1. Alrededor de las cuatro virtudes
cardinales van girando otras que son auxiliares, que desarrollan el contenido
de la virtud principal y, al mismo tiempo las robustecen. Ir adquiriendo las virtudes
por la meditación y por el ejercicio de cada una de ellas, ampliará nuestro ser
e irá capacitando nuestro corazón para obrar el bien, lo bello, lo verdadero.
Así el creyente irá adecuando su conciencia para obrar moralmente, viviendo la
vida evangélica, la ley del Espíritu Santo en nuestros corazones.
2. La virtud cardinal de la
fortaleza robustecía el alma en la voluntad y el deseo para no desistir en
hacer el bien aunque fueran muchas las dificultades o impedimentos, o incluso
nos pudiese suponer un esfuerzo. Esta resistencia o firmeza en el bien, hace
que nazcan algunas virtudes en su entorno.
Para acometer cosas grandes,
objetivos altos, realizar o construir algo importantes, existen dos virtudes,
la magnanimidad y la magnificencia.
La
virtud de la magnanimidad es una prontitud de ánimo, una agilidad de
espíritu, un corazón grande para llegar al fin. Sólo un corazón grande es capaz
de cosas grandes; sólo la grandeza de ánimo consigue lo mejor y más perfecto.
El que tiene el corazón encogido, o apocado, quien no tiene ideales hermosos en
la vida o en la vocación, ése jamás realizará nada.
La magnanimidad es la virtud de los
grandes santos, de las personas buenas, de los hombres y mujeres de Dios, y
mucho de esto tiene que ver con la virtud teologal de la esperanza.
La virtud de la magnanimidad, de la
grandeza de ánimo, es incompatible con las cosas pequeñas que resultan ser un
estorbo: el desaliento, la crítica, la inflexibilidad, la rutina o la
costumbre.
La virtud de la compasión y la virtud de la misericordia
están muy vinculadas a la magnanimidad. Quien tiene un corazón grande es capaz
de experimentar compasión ante los demás en sus sufrimientos o en sus
debilidades. Esta compasión brota al mirar con piedad las miserias humanas.
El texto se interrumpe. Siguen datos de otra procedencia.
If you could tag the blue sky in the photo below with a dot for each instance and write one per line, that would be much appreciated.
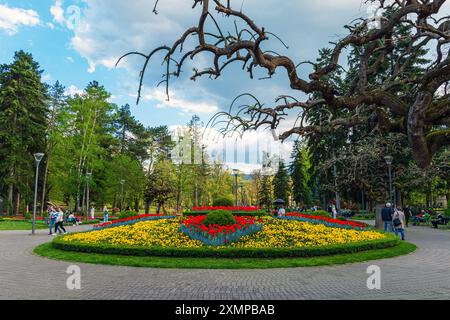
(77, 41)
(108, 28)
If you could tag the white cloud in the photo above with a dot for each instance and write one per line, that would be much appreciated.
(57, 12)
(176, 102)
(47, 77)
(12, 18)
(73, 91)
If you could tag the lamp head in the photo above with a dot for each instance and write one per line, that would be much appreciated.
(38, 157)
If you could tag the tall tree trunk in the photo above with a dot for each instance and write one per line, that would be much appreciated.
(9, 205)
(44, 186)
(378, 218)
(399, 197)
(17, 204)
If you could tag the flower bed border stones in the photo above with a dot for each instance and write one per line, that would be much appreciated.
(329, 222)
(131, 220)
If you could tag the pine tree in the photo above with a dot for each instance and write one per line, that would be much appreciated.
(23, 120)
(281, 182)
(265, 192)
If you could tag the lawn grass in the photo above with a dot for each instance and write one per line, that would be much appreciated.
(20, 225)
(47, 250)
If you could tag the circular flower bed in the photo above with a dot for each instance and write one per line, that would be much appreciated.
(250, 237)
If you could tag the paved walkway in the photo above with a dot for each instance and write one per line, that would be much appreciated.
(424, 274)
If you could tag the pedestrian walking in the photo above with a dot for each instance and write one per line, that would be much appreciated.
(105, 214)
(51, 219)
(386, 215)
(407, 212)
(399, 223)
(281, 212)
(59, 226)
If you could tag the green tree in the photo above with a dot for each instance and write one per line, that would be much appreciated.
(281, 183)
(23, 120)
(161, 184)
(54, 132)
(299, 172)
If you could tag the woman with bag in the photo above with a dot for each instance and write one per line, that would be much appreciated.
(398, 221)
(59, 222)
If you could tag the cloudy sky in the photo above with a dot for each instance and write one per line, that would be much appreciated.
(77, 41)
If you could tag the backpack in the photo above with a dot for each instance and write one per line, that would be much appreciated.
(397, 222)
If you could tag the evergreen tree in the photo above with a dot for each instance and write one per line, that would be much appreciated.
(23, 120)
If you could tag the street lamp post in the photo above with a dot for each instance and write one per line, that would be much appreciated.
(88, 176)
(242, 194)
(37, 159)
(122, 182)
(235, 173)
(389, 160)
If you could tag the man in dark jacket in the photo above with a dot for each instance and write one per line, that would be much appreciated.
(407, 212)
(386, 215)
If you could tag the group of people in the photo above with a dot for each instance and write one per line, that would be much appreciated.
(56, 220)
(395, 220)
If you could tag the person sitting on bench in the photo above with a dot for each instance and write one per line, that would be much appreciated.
(440, 220)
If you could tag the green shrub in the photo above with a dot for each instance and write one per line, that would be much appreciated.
(220, 217)
(228, 252)
(223, 202)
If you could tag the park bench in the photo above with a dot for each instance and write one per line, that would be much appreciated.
(440, 221)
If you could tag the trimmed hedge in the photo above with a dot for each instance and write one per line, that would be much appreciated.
(220, 217)
(223, 202)
(259, 213)
(229, 252)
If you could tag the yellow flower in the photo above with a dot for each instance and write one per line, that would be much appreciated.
(275, 234)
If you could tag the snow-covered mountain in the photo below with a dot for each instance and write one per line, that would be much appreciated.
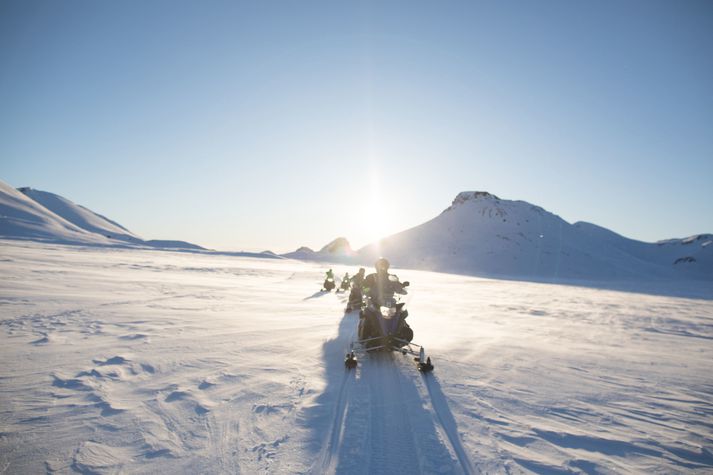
(21, 217)
(337, 250)
(484, 235)
(30, 214)
(80, 216)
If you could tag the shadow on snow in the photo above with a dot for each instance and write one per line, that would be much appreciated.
(382, 417)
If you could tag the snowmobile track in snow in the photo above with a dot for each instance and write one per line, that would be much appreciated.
(446, 421)
(388, 418)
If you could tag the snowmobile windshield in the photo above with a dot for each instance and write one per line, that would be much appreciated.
(388, 312)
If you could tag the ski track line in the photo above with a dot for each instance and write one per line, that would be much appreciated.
(392, 448)
(337, 430)
(445, 419)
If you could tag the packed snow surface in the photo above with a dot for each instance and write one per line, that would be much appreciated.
(139, 361)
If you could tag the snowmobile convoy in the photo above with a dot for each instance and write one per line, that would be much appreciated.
(328, 284)
(382, 327)
(355, 299)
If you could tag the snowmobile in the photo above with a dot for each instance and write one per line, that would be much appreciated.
(328, 284)
(383, 327)
(355, 299)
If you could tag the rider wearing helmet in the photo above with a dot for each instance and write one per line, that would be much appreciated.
(381, 285)
(358, 279)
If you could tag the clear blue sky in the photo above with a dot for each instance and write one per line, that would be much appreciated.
(270, 125)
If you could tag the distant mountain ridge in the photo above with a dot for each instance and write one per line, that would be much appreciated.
(26, 213)
(482, 234)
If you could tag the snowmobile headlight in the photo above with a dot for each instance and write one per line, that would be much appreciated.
(388, 312)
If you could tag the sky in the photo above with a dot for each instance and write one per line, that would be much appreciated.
(277, 124)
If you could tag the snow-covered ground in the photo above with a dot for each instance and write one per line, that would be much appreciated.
(137, 361)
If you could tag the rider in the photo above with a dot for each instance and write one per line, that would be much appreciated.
(381, 285)
(358, 279)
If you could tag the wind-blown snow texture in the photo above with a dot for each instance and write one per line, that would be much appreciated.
(121, 360)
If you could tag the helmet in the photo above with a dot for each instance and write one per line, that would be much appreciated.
(382, 264)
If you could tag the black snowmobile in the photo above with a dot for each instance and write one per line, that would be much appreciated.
(383, 327)
(328, 284)
(355, 299)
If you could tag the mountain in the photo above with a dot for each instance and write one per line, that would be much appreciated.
(26, 213)
(21, 217)
(80, 216)
(337, 250)
(482, 234)
(338, 247)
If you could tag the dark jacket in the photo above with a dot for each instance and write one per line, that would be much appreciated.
(380, 287)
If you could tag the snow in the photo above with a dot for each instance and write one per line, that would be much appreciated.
(140, 361)
(80, 216)
(28, 214)
(481, 234)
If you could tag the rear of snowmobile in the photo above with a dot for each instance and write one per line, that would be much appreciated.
(383, 328)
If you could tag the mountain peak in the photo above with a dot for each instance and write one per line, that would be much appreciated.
(465, 196)
(338, 246)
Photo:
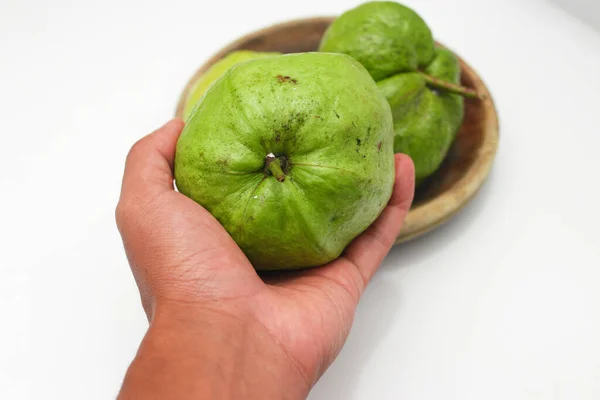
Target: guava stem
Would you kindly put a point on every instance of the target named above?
(451, 87)
(274, 165)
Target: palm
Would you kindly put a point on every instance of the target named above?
(181, 252)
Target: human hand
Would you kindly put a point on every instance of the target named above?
(216, 328)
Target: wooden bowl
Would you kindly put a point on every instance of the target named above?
(468, 162)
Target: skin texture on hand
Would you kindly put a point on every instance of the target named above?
(217, 329)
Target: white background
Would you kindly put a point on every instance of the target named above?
(503, 302)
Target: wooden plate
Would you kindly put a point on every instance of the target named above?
(468, 162)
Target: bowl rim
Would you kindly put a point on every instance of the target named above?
(426, 216)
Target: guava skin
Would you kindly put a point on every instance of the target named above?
(425, 120)
(395, 45)
(292, 154)
(215, 71)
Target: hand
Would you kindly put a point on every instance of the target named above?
(217, 329)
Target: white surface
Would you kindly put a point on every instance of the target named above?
(501, 303)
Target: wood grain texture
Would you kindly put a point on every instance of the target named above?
(468, 162)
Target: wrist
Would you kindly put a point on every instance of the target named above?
(205, 352)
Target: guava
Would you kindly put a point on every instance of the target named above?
(292, 154)
(215, 71)
(419, 79)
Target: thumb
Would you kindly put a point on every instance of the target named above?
(149, 165)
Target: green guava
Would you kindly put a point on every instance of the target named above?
(215, 71)
(419, 79)
(292, 154)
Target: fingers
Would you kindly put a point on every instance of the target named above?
(369, 249)
(149, 164)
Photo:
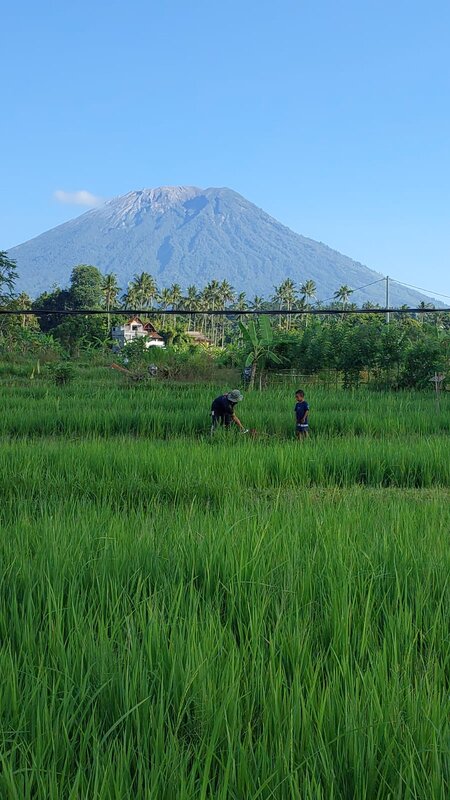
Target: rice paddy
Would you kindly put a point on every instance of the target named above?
(236, 617)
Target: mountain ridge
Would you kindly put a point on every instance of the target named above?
(189, 235)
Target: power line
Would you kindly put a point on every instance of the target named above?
(419, 288)
(355, 290)
(227, 312)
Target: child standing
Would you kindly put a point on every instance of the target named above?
(301, 415)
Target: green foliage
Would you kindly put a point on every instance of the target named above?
(8, 276)
(62, 373)
(183, 618)
(259, 337)
(86, 287)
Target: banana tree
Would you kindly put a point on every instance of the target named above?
(258, 335)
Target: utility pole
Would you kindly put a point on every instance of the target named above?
(387, 300)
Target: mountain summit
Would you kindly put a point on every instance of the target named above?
(187, 235)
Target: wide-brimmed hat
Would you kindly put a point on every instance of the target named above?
(235, 396)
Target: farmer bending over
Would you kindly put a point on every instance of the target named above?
(222, 410)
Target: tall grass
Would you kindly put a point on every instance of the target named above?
(110, 408)
(183, 617)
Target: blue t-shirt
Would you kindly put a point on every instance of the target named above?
(300, 411)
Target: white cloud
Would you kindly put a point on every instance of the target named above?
(79, 198)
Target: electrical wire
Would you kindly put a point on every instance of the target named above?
(419, 288)
(355, 290)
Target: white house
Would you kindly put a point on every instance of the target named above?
(136, 329)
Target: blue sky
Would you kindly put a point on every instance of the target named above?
(332, 116)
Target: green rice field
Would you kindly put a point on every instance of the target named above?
(243, 617)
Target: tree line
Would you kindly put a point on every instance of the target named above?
(402, 353)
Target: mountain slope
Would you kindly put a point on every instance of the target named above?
(188, 235)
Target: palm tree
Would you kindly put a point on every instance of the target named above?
(144, 290)
(211, 295)
(23, 303)
(285, 296)
(165, 298)
(343, 294)
(175, 298)
(257, 303)
(423, 305)
(190, 301)
(308, 291)
(110, 291)
(226, 295)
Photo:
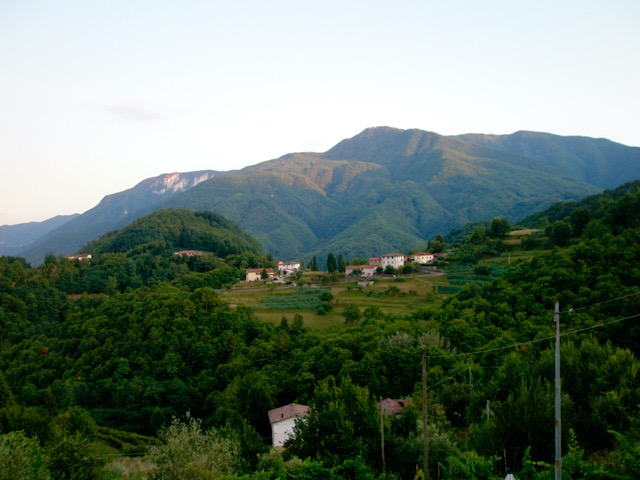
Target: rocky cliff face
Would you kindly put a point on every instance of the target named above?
(178, 182)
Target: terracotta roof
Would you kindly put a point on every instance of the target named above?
(393, 407)
(288, 411)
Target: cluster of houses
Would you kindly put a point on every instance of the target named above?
(283, 419)
(284, 269)
(395, 260)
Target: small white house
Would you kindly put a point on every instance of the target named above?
(283, 419)
(422, 257)
(288, 268)
(255, 274)
(367, 270)
(396, 260)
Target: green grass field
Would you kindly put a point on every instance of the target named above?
(400, 295)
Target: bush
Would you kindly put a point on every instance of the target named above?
(21, 458)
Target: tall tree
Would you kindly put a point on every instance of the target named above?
(332, 265)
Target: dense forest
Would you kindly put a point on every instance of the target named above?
(136, 350)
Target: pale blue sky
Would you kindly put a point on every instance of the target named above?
(96, 96)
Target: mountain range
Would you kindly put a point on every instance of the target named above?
(383, 190)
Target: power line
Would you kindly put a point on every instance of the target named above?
(571, 310)
(530, 342)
Predicaba S. Bernardo que el perfume de la compasión “se elabora con las
indigencias de los pobres, las congojas de los oprimidos, las depresiones de
los tristes, las culpas de los delincuentes, y, finalmente, con todo género de
miserias, incluyendo las de nuestros enemigos. Sus componentes son
despreciables, pero con ellos se elabora el perfume más aromático de todos. Y
tiene una virtualidad sanativa. Dichosos los misericordiosos porque ellos
alcanzarán misericordia” (In
Cantica, 12, 1).
S. Juan de Ávila
inculca igualmente la compasión, por ser virtud propia de un corazón grande:
“Tomar los males ajenos por nuestros propios, compadecernos de ellos como si nosotros los padeciésemos, no entendemos esta palabra. ¿Quién hay agora [ahora] que sienta la afrenta y necesidad que su prójimo padece, que se duela de sus males como si él mismo los tuviese, y él se sienta pobre con el pobre, y tentado con el tentado, y afligido con el afligido? No sabemos qué es esto. No entendemos este lenguaje. Antes, padre, apenas me puedo condoler de los males ajenos, cuánto más tenerlos por míos propios. Mala señal es no sentir los males ajenos; no sentir lo que otros padecen, mal es... Ansí [así], cuando tu prójimo está con alguna pena y necesidad, siéntele, pues entrambos estáis en un cuerpo” (Serm. 10, Jueves de la I semana de Cuaresma, 111-131).
La virtud de la compasión está unida
a la de la magnanimidad. Ésta engendra la afabilidad,
que es un modo agradable en el trato con los demás; es ser agradable, saber
sonreír, mostrarse cercano, ser correcto y educado... todo eso es ser afable, y
es una virtud propia de la grandeza de ánimo que se puede adquirir, se puede llegar
a ser amable, educado, cortés, sencillo. Así santa Teresa de Jesús recomienda:
“todo lo que pudiéreis, sin ofensa de Dios, procurad ser afables” (C 41,7).
Esta grandeza de ánimo que lleva a
la afabilidad en el trato y que experimenta lo de los demás como propio –la
compasión- es capaz de ganar y triunfar en el bien; es una prontitud de ánimo y
generosidad, corazón grande y ánimo dispuesto.